Microsoft Recall is still screenshotting sensitive data like credit cards and passwords

Microsoft first introduced its controversial AI-powered Recall feature as an exclusive and key selling point for its new range of Copilot+ PCs in 2024. With an on-board NPU, Recall essentially takes screenshots of everything you do, stores all of that data in an indexable database that can then be called on with natural language as a powerful search tool that can tap into your Windows usage history.

4

Naturally, this brought up a whole range of security and privacy concerns, especially when it was discovered that the initial version of Recall was taking snapshots and screenshots of sensitive information like passwords, credit card numbers, and banking information. Microsoft then delayed the launch of Recall, retooled it for security and privacy, before launching it as an opt-in experience in late 2024.

One of the new features introduced with Microsoft's updated Recall was a "Filter sensitive information" setting enabled by default, which is designed to block sensitive information such as credit card numbers and passwords from being captured and recorded. A new investigation by The Register has discovered that even this is flawed, with Recall still capturing sensitive data.

Even worse, Recall screenshots are available to anyone with your Windows security PIN number and are also accessible via remote access. The Register ran several tests on a Lenovo Yoga Slim 7x Copilot+ PC with Recall enabled to work out exactly how its "Filter sensitive information" setting works.

4

As it turns out, it's based on pattern and text recognition, so if a store page has the word "checkout," credit numbers and other data fields aren't captured - they appear blank in the Recall screenshot. However, once keywords like "checkout" and "payment" are removed, credit card numbers and other sensitive data are captured and stored by Recall.
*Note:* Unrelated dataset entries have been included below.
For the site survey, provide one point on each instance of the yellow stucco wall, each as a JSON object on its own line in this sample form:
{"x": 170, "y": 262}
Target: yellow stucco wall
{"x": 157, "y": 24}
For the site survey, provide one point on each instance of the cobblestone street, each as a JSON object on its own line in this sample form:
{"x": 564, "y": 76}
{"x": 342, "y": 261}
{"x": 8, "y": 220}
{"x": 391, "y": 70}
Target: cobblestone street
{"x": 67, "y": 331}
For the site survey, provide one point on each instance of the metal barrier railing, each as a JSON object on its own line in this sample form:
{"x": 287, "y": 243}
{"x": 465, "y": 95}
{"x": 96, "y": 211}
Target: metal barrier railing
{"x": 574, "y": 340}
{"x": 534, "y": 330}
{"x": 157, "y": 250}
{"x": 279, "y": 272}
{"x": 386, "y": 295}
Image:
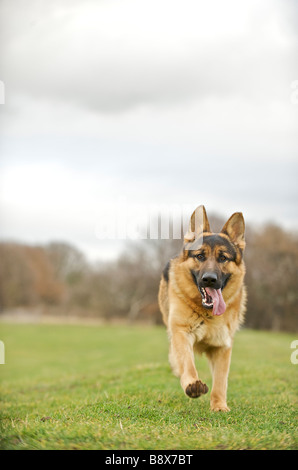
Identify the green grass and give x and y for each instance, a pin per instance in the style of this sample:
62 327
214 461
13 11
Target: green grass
110 387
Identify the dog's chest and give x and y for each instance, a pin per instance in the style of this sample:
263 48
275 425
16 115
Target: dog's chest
214 333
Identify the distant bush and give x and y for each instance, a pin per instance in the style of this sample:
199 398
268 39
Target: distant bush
58 275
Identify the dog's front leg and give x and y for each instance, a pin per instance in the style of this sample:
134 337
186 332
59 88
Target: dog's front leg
219 360
182 361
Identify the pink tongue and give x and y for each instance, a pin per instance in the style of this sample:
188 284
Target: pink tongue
219 305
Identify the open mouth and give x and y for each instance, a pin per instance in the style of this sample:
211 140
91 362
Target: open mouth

"Maybe it's unfair to expect the software to identify a credit card number without words like 'credit card' or 'pay' near it," The Register's Avram Piltch says. "But not all shopping forms look the same."

It seems that Recall's process of filtering sensitive data is flawed. For example, a complete photograph of a passport won't be captured; however, if another open window partially covers it, it will. A document with the text "My SS:" and then Recall correctly filtered out a Social Security number, but once "My SS:" was removed, Recall captured the full number. It's the same with opening up and viewing stored passwords. Unless the word "password" is right there, Recall will capture the data, not knowing the full context.

Although Recall is still listed as being in "preview" by Microsoft, with the company also noting that it will "continue to improve this functionality" in reference to filtering sensitive data, The Register concludes that by pushing users to install Recall during the setup process for all new Copilot+ PCs, it's "creating a potential treasure trove for thieves" that target vulnerable users.